MS Spectra and Tuning

While most MS spectra remain very similar, there is a tendency for the quality of spectral “match” to drop when using hydrogen carrier gas. Typically, this doesn’t affect positive identification, and we have only rarely experienced a situation where qualifier ion ratios need to be adjusted when quantifying in Selected Ion mode, however these limitations should be acknowledged and considered when converting.

Further, while not all spectra are affected in the same way, there are examples where appreciable changes occur in certain ion ratios between spectra obtained in either helium or hydrogen carrier gas. There are also examples where extra peaks are seen (usually at low abundance) in the spectra acquired with hydrogen as the carrier.

Figure 4: Spectral differences for EI-GCMS analysis of Lindane. (Figure courtesy of Agilent Technologies, Santa Clara, USA)

In terms of tuning, in our experience, electronic ionization tuning characteristics obtained using perfluorotributylamine (PFTBA, HEPTACOSA) are usually consistent with those obtained using helium carrier, and in most instances a satisfactory tune can be obtained, for example, the tune “passes” and is within tolerance of the instrument manufacturers tune targets.

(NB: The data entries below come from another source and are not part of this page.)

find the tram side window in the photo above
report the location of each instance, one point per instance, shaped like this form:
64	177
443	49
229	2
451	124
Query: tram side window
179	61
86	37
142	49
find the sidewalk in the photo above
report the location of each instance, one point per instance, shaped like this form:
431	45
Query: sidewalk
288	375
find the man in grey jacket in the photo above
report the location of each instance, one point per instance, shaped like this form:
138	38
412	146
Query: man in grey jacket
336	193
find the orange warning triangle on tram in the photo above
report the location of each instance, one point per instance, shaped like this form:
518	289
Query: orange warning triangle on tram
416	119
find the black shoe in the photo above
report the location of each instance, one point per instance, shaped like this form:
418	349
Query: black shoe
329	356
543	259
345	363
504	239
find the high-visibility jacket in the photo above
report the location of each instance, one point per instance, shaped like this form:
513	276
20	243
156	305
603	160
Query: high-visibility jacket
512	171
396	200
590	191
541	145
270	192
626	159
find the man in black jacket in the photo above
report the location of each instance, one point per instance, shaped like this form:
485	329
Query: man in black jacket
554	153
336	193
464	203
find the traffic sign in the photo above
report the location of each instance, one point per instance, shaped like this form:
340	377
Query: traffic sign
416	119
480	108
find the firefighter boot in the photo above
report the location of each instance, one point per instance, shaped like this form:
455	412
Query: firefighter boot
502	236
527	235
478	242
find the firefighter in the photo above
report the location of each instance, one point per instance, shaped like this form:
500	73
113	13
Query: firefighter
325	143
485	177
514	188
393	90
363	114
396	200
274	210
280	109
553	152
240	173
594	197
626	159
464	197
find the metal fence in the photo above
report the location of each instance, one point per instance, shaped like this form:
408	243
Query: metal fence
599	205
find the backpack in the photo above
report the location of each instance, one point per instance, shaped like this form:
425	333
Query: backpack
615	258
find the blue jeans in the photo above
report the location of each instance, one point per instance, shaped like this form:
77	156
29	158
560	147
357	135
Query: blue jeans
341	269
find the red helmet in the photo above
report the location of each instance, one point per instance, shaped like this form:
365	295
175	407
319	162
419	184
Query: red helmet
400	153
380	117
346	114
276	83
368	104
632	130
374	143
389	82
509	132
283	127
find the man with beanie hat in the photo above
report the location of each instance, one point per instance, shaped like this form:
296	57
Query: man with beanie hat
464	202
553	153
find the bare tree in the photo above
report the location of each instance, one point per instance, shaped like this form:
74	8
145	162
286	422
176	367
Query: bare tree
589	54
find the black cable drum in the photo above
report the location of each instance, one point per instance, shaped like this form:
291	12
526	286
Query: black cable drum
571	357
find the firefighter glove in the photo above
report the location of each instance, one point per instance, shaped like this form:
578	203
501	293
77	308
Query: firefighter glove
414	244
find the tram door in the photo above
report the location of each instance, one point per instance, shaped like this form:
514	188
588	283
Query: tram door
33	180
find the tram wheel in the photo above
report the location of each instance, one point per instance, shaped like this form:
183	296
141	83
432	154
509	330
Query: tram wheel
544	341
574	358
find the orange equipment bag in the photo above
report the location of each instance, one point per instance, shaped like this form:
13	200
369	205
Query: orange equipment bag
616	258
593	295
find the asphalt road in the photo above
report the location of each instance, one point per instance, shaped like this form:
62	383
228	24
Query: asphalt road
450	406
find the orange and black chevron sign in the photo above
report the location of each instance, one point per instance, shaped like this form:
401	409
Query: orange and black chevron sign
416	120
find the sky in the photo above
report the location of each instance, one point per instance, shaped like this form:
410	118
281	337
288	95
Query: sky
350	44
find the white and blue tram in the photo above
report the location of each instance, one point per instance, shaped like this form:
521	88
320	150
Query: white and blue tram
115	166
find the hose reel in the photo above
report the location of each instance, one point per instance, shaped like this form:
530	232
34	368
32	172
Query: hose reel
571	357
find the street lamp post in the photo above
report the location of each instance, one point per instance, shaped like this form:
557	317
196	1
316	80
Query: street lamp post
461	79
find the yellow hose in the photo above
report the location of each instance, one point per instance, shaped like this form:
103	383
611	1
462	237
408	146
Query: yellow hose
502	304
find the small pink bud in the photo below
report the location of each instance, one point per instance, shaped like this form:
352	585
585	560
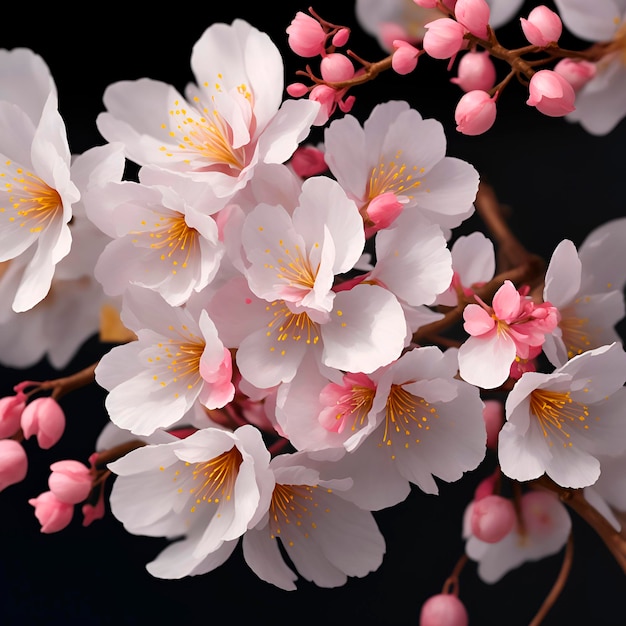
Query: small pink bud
44	418
576	73
443	609
492	519
13	463
70	481
308	161
474	15
297	90
53	515
542	27
341	37
476	71
404	59
11	409
336	68
475	112
443	38
551	94
493	414
306	37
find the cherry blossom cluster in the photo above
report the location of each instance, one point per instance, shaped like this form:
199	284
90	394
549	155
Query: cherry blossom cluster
283	368
559	82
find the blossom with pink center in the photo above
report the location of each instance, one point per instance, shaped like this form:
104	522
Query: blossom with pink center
551	94
560	423
176	361
542	27
397	151
44	418
13	463
53	514
231	119
513	326
475	112
545	527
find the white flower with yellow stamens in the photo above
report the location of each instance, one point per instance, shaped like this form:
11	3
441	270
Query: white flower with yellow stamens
397	151
560	423
164	236
228	122
36	192
208	489
177	360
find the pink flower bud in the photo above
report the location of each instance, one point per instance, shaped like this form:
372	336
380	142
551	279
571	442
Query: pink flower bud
341	37
493	414
443	38
404	59
576	73
297	90
13	463
44	418
542	27
308	161
336	68
476	71
11	409
444	609
475	112
492	518
551	94
70	481
53	515
474	15
306	37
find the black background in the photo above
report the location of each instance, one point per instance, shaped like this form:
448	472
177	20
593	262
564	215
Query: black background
559	181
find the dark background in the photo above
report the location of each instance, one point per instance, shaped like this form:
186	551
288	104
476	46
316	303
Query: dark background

However, there are regulatory methods that use alternative tune compounds to PFTBA and also require certain relative ion abundances to be within defined tolerances. Decafluorotriphenylphosphine (DFTPP) for EPA method 8270 appears to give reasonable tune agreement between the two carrier gases, however, it is reported that bromofluorobenzene (BFB), used for EPA methods 524, 624, and 8260B for example, can suffer from skewing of some key ion ratios when using hydrogen carrier, especially in qualifying the relationship between masses 95 and 96 m/z.

In summary, as I pointed out earlier, possible but not straightforward, major considerations for converting to hydrogen carrier gas when using MS detectors, are:

• Use of reduced dimension columns at higher linear velocity but lower volumetric flow

• Use of efficient vacuum pumps, rated for use with hydrogen and optimize vacuum to the best levels possible

• Confirm if a source change or source component change is required

• Ensure a proper conditioning routine is undertaken

• Use method translation software to ensure peak retention order is maintained and check peak identities to confirm

• Be alert to the possibility of ion molecule reactions and investigate or mitigate where necessary.

• Confirm spectral integrity and consider impact on quantitative ion ratios in SIM mode

• Verify tuning compatibility

Tony Taylor is the technical director of Crawford Scientific and ChromAcademy. He comes from a pharmaceutical background and has many years research and development experience in small molecule analysis and bioanalysis using LC, GC, and hyphenated MS techniques. Taylor is actively involved in method development within the analytical services laboratory at Crawford Scientific and continues to research in LC-MS and GC-MS methods for structural characterization. As the technical director of the CHROMacademy, Taylor has spent the past 12 years as a trainer and developing online education materials in analytical chemistry techniques.